I can no longer open my various inboxes without seeing something about AI: newsletters remarking on the success or failure of various AI tech and startups, urgent calls to explore AI tools designed for social media and content managers, headlines about how AI is being used in exciting and terrible ways across industries…So, while I hesitated before writing this piece and possibly contributing to your own AI-related spam, I can’t help but recognize that stories about AI’s effects on the book world are intensifying and worth paying attention to. Not only is it part of my job to remain curious and vigilant when it comes to these updates, it’s also interesting to anyone who pays close-ish attention to books and publishing.
As developments continue to crowd this intersection, I think what strikes me most is that they deal with so many different corners of the book world. AI is a technology pervasive enough to highlight some of the more subtle layers and facets that make up book production and book culture. It’s made me consider and reconsider the ethics of using AI as a professional publishing tool, the question of what defines creative work, and how AI might impact the average reader, to name a few philosophical exercises.
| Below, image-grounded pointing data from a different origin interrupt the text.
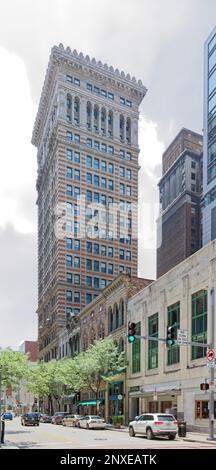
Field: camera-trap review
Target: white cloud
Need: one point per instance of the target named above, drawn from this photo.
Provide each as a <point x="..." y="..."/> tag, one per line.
<point x="18" y="160"/>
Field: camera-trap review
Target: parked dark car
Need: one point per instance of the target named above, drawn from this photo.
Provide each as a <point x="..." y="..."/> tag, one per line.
<point x="30" y="419"/>
<point x="44" y="418"/>
<point x="58" y="417"/>
<point x="7" y="415"/>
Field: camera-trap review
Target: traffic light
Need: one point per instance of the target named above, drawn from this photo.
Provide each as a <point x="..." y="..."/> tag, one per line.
<point x="170" y="338"/>
<point x="204" y="386"/>
<point x="131" y="332"/>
Even as I type, a new drama related to AI algorithms, and involving author reactions that mirror sentiments around the use of copyrighted works to train AI and Large Language Models (LLMs — we’ll get into this momentarily) in particular, is unfolding. To give you a sense of how quickly these controversies escalate, see this Gizmodo article recounting how a group of writers, including Jeff Vandermeer and Indra Das, pushed back against fiction analytics site Prosecraft after author Zach Rosenberg called it out for using copyrighted works to develop a data library. Rosenberg posted about it on X on August 7, and it quickly garnered attention and calls from authors to remove their books from the library. Later that very same day, after making attempts at damage control, Prosecraft developer Benji Smith voluntarily took the site down.
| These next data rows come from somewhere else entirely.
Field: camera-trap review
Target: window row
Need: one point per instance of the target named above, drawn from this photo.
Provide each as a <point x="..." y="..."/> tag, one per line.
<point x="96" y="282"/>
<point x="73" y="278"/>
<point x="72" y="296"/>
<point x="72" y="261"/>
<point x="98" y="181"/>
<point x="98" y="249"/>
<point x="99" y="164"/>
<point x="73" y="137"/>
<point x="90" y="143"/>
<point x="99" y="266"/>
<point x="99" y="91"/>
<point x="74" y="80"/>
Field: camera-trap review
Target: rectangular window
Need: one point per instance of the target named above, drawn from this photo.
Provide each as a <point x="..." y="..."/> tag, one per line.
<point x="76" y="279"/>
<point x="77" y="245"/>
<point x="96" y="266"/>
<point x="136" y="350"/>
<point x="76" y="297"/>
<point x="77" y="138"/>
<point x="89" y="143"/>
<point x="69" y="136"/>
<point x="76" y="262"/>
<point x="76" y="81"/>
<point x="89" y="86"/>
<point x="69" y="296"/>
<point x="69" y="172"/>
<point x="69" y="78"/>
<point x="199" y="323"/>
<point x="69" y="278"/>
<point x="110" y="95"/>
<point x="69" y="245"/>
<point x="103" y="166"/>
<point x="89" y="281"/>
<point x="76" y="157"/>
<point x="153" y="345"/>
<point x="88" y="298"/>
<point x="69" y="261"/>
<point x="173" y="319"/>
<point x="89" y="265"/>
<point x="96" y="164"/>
Though, as the Gizmodo article points out, Prosecraft isn’t exactly an LLM — the model at the heart of many headlines about authors versus AI — it’s not difficult to make connections between the escalation against the site and broader pushback and advocacy concerning the unauthorized and uncompensated use of human-created work used to train AI.
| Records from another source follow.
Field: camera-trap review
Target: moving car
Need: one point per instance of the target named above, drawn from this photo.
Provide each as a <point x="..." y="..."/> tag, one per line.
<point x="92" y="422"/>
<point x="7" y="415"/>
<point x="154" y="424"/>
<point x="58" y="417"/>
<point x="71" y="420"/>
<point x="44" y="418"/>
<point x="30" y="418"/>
Like many others, my initial hands-on exploration of AI began with ChatGPT. Curious about how it worked, I read up on LLMs — an acronym theretofore unfamiliar to me. The thing to know about LLMs as we get into these stories is that they take in existing datasets (think books, articles, and other digitized resources) to output predictive text. They work with what they’ve got and what they’ve got is sometimes inaccurate, biased, or copyrighted.
This input method of scraping for data fueled a fire under the almost 8,000 writers who signed a letter to some of the biggest AI companies calling for them to stop using their works to train LLMs. While the letter, crafted by professional advocacy organization The Author’s Guild, collected signatures from authors with sizable platforms — authors like Alexander Chee and Nora Roberts — the most it could do was ask these companies to please compensate the people who authored these works. Those willing to spend the time and money on more aggressive measures, however, have filed lawsuits, taking companies to court over this issue.